I am a big fan of visual art, too. There are so many outstanding museums in the Upper East Side. My favorite exhibition of all time was at The Met years ago, called "Glitter and Doom: German Portraits from the 1920s." I am especially drawn to Expressionism from the 1920s and am looking forward to seeing the German Expressionism exhibition at the Neue Galerie.
As a professional cellist, I go to mostly classical concerts because that's the music I play, but I am also always trying to find out who the voices of our time are. I attend a spectrum of concerts that are close to classical -- anything from Wynton Marsalis to Renée Fleming. I also like jazz so I go to the Village Vanguard when I have time.
I feel that when I play, I need to translate the music for the attention span of our time, so I often visit places like Times Square to help me to reinterpret classical music, like Bach, for a modern audience. It's fascinating for me to go and experience the symphony of the streets. There's no place that communicates as much -- and as quickly -- as Times Square does. I see the roiling energy and its forceful race into the future. Of course, after 15 minutes I want to get as far away from there as possible.
On the other end of the spectrum, some things in New York never change. There are many places, especially on the Upper West Side that will stay that way forever. One of my favorites is Murray's Sturgeon Shop on Broadway and 89th Street. This tiny store opens a magical window to the New York of the 1940s -- a true cultural experience.
I am so lucky to have all these great places so close to me. I can jump on the subway and be at the Lincoln Center in 20 minutes. Many friends and colleagues from all over the world play here and it always feels very special when I perform here myself. My next performance is on February 21-22 with the New York Philharmonic. We are playing Ernest Bloch's "Schelomo," a Jewish fantasy work composed in 1915. My cello solo acts as the voice of King Solomon. I really admire Alan Gilbert, the musical director of the Philharmonic, because he brings something new to The Phil, which is on a very good run right now.

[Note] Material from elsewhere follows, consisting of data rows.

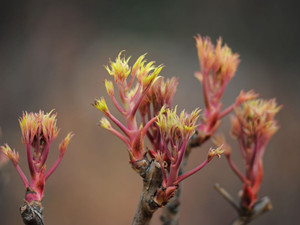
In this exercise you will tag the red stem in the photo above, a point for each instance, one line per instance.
(191, 172)
(22, 175)
(30, 161)
(55, 165)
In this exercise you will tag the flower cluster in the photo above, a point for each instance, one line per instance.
(176, 131)
(160, 95)
(253, 125)
(38, 132)
(132, 92)
(218, 66)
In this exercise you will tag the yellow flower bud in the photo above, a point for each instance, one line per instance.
(109, 87)
(101, 105)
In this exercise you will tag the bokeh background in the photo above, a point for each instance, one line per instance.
(52, 55)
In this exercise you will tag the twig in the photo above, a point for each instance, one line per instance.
(170, 213)
(152, 179)
(32, 213)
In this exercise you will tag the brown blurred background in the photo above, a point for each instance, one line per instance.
(52, 55)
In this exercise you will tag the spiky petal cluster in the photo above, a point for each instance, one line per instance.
(159, 95)
(38, 131)
(141, 77)
(218, 66)
(175, 132)
(253, 125)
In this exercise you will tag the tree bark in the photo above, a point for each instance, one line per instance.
(152, 180)
(32, 213)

I am also a big admirer of the Metropolitan Opera and find that we are perhaps living in one of the best times The Met has ever had in terms of the density of great performances. I am good friends with Fabio Luisi, the principal conductor, and will go see any show of his. The fabulous thing about The Met is that I meet all kinds of people from all kinds of fields who enjoy the opera. I once sat behind Björk at a show and then met Nobel Prize winner Günter Blobel at another. I never know who I'm going to run into!
I also appreciate the programs these institutions have for young audiences. New York in general is very good about nurturing young musicians. My eldest daughter (who plays violin, like her mother) attends the Special Music School at Kaufman Music Center, which is the only public school in America that provides a gifted musical program for kids. It's quite special and I feel this is something that we need to have more of in the States.